If 1.10 g of steam at 100.0 degrees celsius condenses into 38.5 g of water, initially at 27.0 degrees celsius, in an insulated container, what is the final temperature of the entire water sample? Assume no loss of heat into the surroundings
heat lost by 100 C water + heat gained by cold water - heat lost by condensation =0
1.1*4.184*(Tf-100) +[38.5*4.184*(Tf-27)] - 1.1*2257 = 0
Solve for Tf.
You can do it another way if you wish.
First calculate how much the condensing steam will raise the T of cold water.
1.1*2257 = 2482.7 J released.
38.5*4.184*(Tf-27) = 2482.7
Tf = 42.41 THEN
heat lost by 1.1g steam @ 100C + heat gained by 41.41 C water = 0 and recalculate Tf EXCEPT, of course, Tinitial is 42.41 and not 27.0 C. Same answer is obtained.
Thank you! what is the 2257 from?
2257 is the heat of vaporization of water.

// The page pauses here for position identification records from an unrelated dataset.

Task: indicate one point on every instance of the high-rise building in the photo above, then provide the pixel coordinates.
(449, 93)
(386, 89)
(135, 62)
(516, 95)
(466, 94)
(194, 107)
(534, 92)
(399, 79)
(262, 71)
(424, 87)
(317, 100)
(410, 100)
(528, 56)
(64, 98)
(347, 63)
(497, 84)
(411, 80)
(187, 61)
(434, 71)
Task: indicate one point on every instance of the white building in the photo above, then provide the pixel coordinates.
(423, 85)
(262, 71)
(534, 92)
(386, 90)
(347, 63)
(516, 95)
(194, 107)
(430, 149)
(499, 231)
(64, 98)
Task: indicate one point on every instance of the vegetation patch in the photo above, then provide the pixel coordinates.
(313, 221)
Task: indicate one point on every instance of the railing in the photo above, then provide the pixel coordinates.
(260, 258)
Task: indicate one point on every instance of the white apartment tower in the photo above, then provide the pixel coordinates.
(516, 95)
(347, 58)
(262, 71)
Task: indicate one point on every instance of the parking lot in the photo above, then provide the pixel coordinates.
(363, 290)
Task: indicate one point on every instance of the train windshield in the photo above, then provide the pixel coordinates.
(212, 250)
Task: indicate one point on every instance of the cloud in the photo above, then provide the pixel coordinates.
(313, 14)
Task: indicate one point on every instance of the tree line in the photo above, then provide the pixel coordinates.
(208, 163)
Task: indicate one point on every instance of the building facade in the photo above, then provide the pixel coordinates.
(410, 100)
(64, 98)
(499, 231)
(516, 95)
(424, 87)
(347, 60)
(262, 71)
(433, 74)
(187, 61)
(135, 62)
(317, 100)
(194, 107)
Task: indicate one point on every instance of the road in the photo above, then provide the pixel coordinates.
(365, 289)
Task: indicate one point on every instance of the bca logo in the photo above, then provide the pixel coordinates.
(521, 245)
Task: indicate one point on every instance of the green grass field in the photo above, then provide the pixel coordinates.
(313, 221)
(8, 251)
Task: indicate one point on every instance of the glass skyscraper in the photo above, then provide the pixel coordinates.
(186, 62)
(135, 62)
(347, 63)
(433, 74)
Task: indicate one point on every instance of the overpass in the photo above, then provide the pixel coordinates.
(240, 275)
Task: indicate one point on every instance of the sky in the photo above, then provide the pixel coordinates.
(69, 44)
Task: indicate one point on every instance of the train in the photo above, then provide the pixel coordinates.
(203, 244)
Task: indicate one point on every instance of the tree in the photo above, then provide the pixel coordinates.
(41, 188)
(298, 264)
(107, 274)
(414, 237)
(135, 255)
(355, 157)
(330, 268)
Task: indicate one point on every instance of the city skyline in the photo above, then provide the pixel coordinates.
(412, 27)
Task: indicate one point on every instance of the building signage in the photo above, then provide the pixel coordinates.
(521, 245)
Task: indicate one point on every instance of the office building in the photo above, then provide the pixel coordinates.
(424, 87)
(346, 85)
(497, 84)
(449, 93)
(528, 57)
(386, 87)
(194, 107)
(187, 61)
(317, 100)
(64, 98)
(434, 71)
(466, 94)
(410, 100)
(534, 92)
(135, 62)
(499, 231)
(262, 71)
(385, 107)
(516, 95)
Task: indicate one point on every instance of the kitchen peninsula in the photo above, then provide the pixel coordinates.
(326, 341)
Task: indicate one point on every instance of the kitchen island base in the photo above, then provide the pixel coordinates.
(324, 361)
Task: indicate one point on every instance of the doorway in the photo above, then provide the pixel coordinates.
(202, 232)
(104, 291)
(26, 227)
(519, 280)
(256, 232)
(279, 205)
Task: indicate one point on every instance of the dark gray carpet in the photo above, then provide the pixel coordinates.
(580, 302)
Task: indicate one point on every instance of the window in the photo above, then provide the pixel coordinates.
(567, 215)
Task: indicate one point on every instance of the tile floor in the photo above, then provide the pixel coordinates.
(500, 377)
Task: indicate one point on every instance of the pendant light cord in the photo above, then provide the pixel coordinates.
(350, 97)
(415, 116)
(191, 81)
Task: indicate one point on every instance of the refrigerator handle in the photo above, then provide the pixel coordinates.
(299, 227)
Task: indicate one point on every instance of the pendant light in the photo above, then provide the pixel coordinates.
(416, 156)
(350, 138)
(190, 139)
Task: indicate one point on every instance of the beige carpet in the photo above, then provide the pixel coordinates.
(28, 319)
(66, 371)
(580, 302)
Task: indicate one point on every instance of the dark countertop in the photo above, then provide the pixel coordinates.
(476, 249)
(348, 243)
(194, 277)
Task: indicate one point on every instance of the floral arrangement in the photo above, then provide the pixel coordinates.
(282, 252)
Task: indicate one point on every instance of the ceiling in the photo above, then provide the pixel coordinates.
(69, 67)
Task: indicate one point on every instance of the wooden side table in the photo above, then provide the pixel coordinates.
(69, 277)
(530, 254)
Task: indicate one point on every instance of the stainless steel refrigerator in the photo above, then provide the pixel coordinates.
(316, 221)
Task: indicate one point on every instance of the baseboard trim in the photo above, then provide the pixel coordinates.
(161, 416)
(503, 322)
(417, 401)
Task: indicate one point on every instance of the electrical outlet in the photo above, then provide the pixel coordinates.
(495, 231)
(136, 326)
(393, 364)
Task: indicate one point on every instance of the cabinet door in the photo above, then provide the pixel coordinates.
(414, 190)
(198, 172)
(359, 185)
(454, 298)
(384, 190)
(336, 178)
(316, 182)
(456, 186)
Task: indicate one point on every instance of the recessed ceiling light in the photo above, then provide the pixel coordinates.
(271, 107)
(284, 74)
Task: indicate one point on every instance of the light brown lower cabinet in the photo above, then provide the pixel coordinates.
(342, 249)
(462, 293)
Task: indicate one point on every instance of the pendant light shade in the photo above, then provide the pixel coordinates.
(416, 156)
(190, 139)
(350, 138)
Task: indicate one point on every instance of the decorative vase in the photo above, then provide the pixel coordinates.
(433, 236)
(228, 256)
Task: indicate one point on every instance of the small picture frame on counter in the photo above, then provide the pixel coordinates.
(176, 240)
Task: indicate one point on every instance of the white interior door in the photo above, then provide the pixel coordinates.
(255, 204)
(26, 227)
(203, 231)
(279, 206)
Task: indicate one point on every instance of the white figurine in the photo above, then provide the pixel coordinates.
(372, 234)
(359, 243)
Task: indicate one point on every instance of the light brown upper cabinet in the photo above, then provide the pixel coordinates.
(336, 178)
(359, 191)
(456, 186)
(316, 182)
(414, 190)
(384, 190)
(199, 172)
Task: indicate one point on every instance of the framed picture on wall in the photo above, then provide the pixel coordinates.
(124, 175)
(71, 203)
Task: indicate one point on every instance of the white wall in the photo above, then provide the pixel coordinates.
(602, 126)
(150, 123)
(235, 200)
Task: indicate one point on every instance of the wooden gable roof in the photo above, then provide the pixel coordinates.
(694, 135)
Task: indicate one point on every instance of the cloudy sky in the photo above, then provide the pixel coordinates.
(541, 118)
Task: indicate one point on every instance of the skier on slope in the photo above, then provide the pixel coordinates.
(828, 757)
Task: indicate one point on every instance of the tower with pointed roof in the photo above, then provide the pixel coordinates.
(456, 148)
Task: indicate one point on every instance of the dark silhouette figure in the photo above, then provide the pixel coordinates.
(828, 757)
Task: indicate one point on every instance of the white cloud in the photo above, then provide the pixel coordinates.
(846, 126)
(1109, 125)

To find the final temperature of the entire water sample, we can use the principle of energy conservation. The heat lost by the steam as it condenses is equal to the heat gained by the water as it warms up. We can calculate the heat lost by the steam and the heat gained by the water using the equations:
q1 = m1 * c1 * ΔT1 (heat lost by the steam)
q2 = m2 * c2 * ΔT2 (heat gained by the water)
where:
q1 and q2 are the heats lost and gained, respectively
m1 and m2 are the masses of the steam and water, respectively
c1 and c2 are the specific heat capacities of steam and water, respectively
ΔT1 and ΔT2 are the temperature changes of steam and water, respectively
Let's calculate the heats:
First, calculate the heat lost by the steam:
m1 = 1.10 g
c1 = specific heat capacity of steam = 2.03 J/(g °C) (provided in the question)

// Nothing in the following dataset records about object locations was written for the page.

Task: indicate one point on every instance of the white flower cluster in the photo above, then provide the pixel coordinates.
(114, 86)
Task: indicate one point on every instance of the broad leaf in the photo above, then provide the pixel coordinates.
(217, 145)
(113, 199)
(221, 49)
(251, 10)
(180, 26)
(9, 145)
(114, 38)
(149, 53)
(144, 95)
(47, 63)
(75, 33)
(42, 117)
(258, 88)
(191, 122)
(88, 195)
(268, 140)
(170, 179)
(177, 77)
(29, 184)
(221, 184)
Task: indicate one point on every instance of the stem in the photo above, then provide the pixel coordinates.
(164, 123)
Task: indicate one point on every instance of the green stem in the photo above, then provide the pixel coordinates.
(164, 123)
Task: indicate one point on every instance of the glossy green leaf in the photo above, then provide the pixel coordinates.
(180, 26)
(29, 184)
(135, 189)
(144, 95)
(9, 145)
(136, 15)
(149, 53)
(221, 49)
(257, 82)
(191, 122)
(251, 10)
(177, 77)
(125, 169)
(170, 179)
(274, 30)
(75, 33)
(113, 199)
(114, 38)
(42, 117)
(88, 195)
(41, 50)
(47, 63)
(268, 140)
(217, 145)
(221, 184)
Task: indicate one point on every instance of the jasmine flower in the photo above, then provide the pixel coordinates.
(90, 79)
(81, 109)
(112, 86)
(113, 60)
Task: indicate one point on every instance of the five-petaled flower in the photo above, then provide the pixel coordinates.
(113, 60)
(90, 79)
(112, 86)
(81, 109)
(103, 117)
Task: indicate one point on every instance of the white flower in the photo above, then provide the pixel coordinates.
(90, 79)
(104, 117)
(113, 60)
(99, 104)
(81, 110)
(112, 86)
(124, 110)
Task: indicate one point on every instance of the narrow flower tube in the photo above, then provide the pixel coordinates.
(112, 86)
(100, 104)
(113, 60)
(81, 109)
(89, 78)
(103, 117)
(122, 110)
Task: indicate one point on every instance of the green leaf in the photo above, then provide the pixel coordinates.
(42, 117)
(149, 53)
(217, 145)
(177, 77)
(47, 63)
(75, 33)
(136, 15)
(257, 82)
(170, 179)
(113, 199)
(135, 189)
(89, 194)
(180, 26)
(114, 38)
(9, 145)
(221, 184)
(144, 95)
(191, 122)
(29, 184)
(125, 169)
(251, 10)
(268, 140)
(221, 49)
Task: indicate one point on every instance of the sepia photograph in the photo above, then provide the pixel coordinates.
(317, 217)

ΔT1 = final temperature - initial temperature of the steam = final temperature - 100.0°C
q1 = m1 * c1 * ΔT1
Next, calculate the heat gained by the water:
m2 = 38.5 g
c2 = specific heat capacity of water = 4.18 J/(g °C) (a commonly used value)

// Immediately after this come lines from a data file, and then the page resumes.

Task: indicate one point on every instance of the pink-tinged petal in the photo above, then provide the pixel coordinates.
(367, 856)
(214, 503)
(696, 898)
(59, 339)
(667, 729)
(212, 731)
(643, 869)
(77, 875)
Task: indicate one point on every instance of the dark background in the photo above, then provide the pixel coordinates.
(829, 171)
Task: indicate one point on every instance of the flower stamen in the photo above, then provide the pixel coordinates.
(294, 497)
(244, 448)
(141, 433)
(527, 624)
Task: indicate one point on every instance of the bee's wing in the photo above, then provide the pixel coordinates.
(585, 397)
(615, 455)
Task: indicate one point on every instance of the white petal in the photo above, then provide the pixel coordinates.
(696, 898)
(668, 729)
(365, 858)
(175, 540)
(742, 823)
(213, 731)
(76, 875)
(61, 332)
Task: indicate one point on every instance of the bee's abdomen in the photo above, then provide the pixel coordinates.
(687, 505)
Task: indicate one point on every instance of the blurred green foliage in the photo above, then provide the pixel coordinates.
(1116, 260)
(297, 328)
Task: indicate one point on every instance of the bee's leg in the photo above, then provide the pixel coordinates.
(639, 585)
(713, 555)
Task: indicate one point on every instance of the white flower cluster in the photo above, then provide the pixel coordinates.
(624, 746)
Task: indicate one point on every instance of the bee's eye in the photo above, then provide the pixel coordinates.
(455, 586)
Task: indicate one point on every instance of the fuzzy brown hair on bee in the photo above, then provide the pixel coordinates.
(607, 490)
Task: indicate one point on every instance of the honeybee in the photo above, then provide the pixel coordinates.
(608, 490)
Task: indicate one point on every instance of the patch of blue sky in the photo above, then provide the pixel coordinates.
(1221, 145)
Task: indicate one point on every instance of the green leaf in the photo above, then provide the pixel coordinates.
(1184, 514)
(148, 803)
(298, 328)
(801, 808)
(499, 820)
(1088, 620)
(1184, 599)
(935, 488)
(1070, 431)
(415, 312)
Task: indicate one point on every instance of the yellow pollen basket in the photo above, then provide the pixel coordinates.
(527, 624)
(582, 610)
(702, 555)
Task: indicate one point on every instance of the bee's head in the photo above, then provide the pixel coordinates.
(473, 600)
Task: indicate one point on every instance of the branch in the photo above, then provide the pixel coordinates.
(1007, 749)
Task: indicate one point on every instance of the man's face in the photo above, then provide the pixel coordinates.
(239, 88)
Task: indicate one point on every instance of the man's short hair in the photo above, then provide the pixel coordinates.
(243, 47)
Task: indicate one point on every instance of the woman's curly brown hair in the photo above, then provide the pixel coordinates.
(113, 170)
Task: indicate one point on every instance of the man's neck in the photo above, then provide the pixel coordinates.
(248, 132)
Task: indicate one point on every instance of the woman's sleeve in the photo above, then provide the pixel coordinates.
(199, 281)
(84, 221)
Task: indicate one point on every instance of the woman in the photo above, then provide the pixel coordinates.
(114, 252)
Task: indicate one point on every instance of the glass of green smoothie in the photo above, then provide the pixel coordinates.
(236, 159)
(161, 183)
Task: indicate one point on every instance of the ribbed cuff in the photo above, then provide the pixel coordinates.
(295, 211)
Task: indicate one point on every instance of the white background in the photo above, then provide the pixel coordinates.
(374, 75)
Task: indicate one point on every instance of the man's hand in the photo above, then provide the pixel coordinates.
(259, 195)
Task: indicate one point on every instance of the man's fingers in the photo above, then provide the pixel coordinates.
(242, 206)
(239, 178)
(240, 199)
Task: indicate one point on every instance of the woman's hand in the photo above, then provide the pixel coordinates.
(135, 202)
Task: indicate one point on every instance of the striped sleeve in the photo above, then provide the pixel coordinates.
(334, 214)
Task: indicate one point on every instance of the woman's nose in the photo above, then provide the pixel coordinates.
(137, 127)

ΔT2 = final temperature - initial temperature of the water = final temperature - 27.0°C
q2 = m2 * c2 * ΔT2
Since the system is insulated and assuming no heat loss to the surroundings, we can equate q1 and q2:
q1 = q2
m1 * c1 * ΔT1 = m2 * c2 * ΔT2
Now, we can solve for the final temperature by rearranging the equation:
final temperature = ((m1 * c1 * ΔT1) / (m2 * c2)) + initial temperature of the water
Plug in the given values and solve the equation to find the final temperature of the entire water sample.